Right, at least in some cases the compiler may not complain, and people used to
rcu_dereference() will expect that "p" is the pointer to load rather than the
address of that pointer. This would be unexpected.

I must admit that passing the address holding the pointer to load rather than
the pointer to load itself makes it much less troublesome in terms of macro
layers. But perhaps this is another example where we should wander away from the
beaten path and use a word different from "dereference" here. E.g.:

/*
  * Use a comma expression within typeof: __typeof__((void)**(addr_p), *(addr_p))
  * to generate a compile error if addr_p is not a pointer to a pointer.
  */
#define hp_load_try_post(domain, addr_p, slot_p)                \
         ((__typeof__((void)**(addr_p), *(addr_p))) __hp_load_try_post(domain, (void * const *) (addr_p), slot_p))

> 
>>
>> /* Clear the hazard pointer in @slot. */
>> static inline
>> void hp_remove(struct hp_slot *slot)
>> [...]
> 
> Differently weird, but better I suppose :-)

If you find a better word than "remove" to pair with "post", I'm all in :)

> 
> 
>>>> +void hp_scan(struct hp_slot __percpu *percpu_slots, void *addr,
>>>> +	     void (*retire_cb)(int cpu, struct hp_slot *slot, void *addr))
>>>> +{
>>>> +	int cpu;
>>>> +
>>>> +	/*
>>>> +	 * Store A precedes hp_scan(): it unpublishes addr (sets it to
>>>> +	 * NULL or to a different value), and thus hides it from hazard
>>>> +	 * pointer readers.
>>>> +	 */
>>>> +
>>>> +	if (!addr)
>>>> +		return;
>>>> +	/* Memory ordering: Store A before Load B. */
>>>> +	smp_mb();
>>>> +	/* Scan all CPUs slots. */
>>>> +	for_each_possible_cpu(cpu) {
>>>> +		struct hp_slot *slot = per_cpu_ptr(percpu_slots, cpu);
>>>> +
>>>> +		if (retire_cb && smp_load_acquire(&slot->addr) == addr)	/* Load B */
>>>> +			retire_cb(cpu, slot, addr);
>>>
>>> Is retirce_cb allowed to cmpxchg the thing?
>>
>> It could, but we'd need to make sure the slot is not re-used by another
>> hp_try_post() before the current user removes its own post. It would
>> need to synchronize with the current HP user (e.g. with IPI).
>>
>> I've actually renamed retire_cb to "on_match_cb".
> 
> Hmm, I think I see. Would it make sense to pass the expected addr to
> hp_remove() and double check we don't NULL out something unexpected? --
> maybe just for a DEBUG option.
> 
> I'm always seeing the NOHZ_FULL guys hating on this :-)

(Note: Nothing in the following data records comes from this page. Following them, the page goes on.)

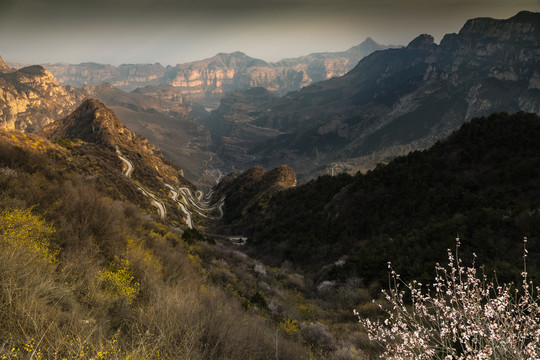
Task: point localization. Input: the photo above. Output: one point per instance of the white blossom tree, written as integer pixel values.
(460, 316)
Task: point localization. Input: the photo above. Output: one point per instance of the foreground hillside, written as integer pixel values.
(481, 183)
(87, 270)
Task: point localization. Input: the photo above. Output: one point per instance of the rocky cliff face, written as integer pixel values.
(31, 98)
(207, 80)
(125, 76)
(252, 189)
(398, 100)
(3, 67)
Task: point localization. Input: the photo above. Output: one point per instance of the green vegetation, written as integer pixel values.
(86, 274)
(482, 183)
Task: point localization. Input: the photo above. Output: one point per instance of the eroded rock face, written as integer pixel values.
(31, 98)
(207, 80)
(392, 102)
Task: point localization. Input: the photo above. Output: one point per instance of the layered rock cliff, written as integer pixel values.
(93, 122)
(397, 100)
(3, 67)
(207, 80)
(31, 98)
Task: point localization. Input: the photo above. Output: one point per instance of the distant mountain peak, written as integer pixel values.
(92, 122)
(3, 66)
(522, 25)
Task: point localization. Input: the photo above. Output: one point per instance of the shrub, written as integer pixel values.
(460, 316)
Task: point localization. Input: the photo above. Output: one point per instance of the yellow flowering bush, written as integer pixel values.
(21, 229)
(118, 281)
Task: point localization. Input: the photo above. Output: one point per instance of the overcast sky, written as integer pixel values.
(178, 31)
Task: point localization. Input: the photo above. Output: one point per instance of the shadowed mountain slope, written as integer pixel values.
(482, 184)
(395, 100)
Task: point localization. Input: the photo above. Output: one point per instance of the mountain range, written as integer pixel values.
(392, 102)
(205, 81)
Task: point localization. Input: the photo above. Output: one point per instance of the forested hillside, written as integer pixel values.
(482, 184)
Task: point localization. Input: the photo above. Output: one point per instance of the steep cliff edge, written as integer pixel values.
(398, 100)
(93, 122)
(205, 81)
(31, 98)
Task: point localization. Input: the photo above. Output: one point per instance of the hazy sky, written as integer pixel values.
(178, 31)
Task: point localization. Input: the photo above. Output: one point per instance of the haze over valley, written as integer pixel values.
(234, 180)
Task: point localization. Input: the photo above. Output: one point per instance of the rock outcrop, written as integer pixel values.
(3, 67)
(31, 98)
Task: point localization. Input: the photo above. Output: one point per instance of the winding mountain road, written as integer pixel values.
(153, 199)
(200, 202)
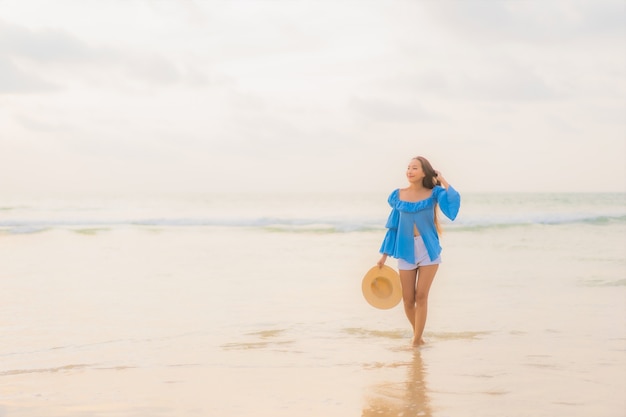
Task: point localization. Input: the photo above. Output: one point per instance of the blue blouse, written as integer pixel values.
(398, 241)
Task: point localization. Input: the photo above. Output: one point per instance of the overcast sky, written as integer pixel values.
(288, 95)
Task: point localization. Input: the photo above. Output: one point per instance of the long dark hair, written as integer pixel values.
(429, 181)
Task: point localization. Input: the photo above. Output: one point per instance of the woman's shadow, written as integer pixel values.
(409, 398)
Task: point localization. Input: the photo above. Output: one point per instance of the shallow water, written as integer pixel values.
(202, 320)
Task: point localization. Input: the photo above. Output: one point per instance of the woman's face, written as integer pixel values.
(414, 172)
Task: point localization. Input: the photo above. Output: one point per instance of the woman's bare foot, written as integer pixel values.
(418, 342)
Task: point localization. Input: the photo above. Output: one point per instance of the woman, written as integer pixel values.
(413, 236)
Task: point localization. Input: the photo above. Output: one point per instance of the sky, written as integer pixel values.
(132, 96)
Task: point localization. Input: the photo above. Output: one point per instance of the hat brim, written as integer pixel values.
(382, 288)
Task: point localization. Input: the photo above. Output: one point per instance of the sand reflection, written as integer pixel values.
(409, 398)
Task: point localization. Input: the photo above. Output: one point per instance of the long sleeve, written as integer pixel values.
(449, 201)
(389, 242)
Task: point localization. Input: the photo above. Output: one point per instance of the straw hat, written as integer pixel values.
(382, 288)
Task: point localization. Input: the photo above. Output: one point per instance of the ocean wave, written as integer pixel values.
(296, 225)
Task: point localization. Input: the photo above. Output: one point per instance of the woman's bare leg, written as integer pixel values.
(426, 275)
(408, 280)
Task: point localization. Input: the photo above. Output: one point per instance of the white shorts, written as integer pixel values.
(421, 257)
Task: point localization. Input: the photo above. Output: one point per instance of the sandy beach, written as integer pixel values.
(223, 321)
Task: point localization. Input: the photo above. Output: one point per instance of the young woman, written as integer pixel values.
(413, 236)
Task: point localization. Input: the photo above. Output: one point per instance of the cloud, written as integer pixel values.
(374, 109)
(14, 80)
(67, 60)
(530, 21)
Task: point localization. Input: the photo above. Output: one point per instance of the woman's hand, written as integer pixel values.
(442, 180)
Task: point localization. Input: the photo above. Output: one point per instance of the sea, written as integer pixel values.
(233, 305)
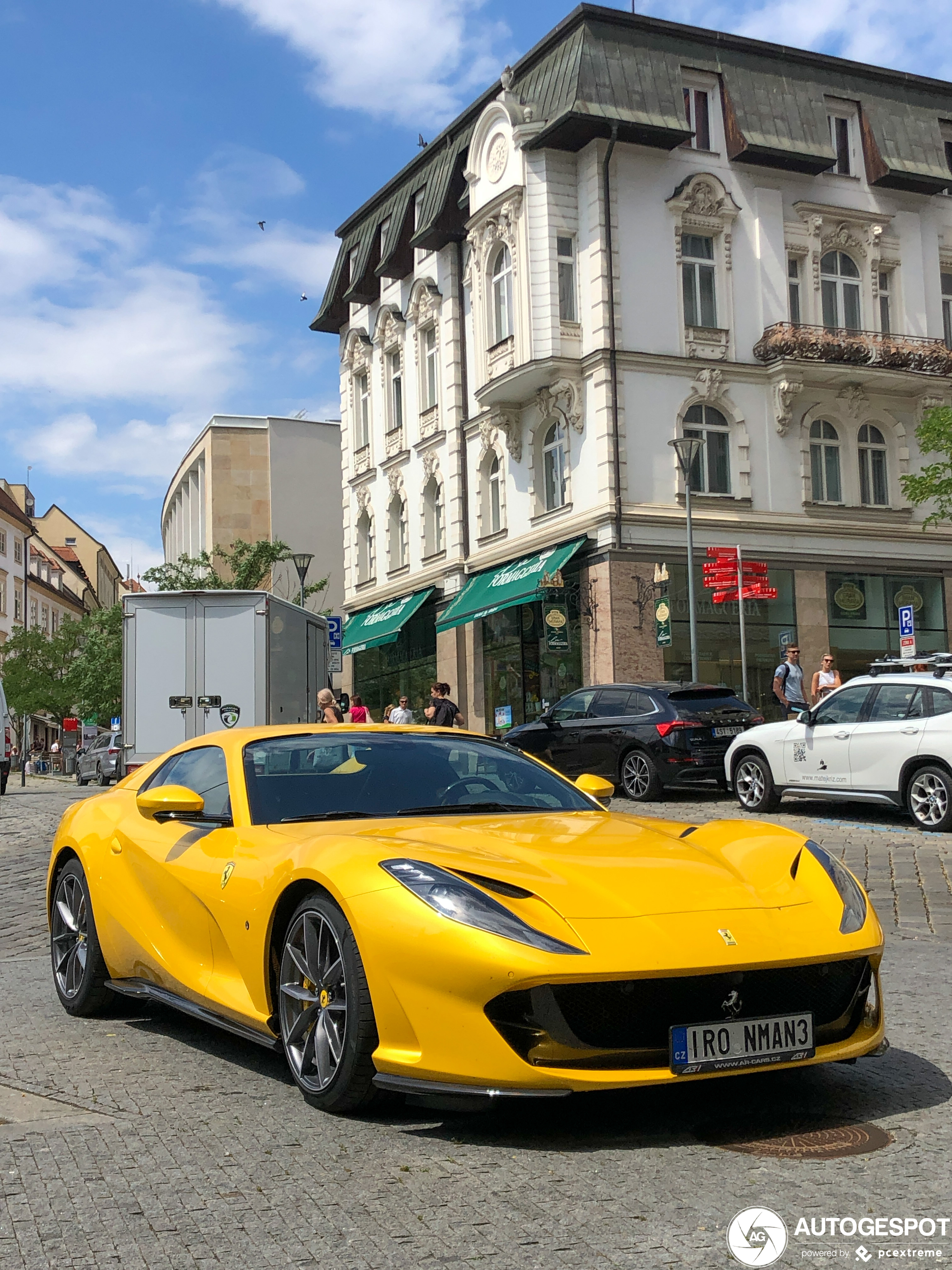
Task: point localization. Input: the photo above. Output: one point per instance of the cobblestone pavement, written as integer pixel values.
(143, 1140)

That's a fair point. Sure, we can do this as an extra safety net. For now I
will just make the check always present, we can always move it to a debug
option later.

And now I notice that hp_remove is also used for CPU hotplug (grep
matches for cpuhp_remove_state()). I wonder if we should go for something
more grep-friendly than "hp_", e.g. "hazptr_" and rename hp.h to hazptr.h ?

Thanks,

Mathieu


-- 
Mathieu Desnoyers
EfficiOS Inc.
https://www.efficios.com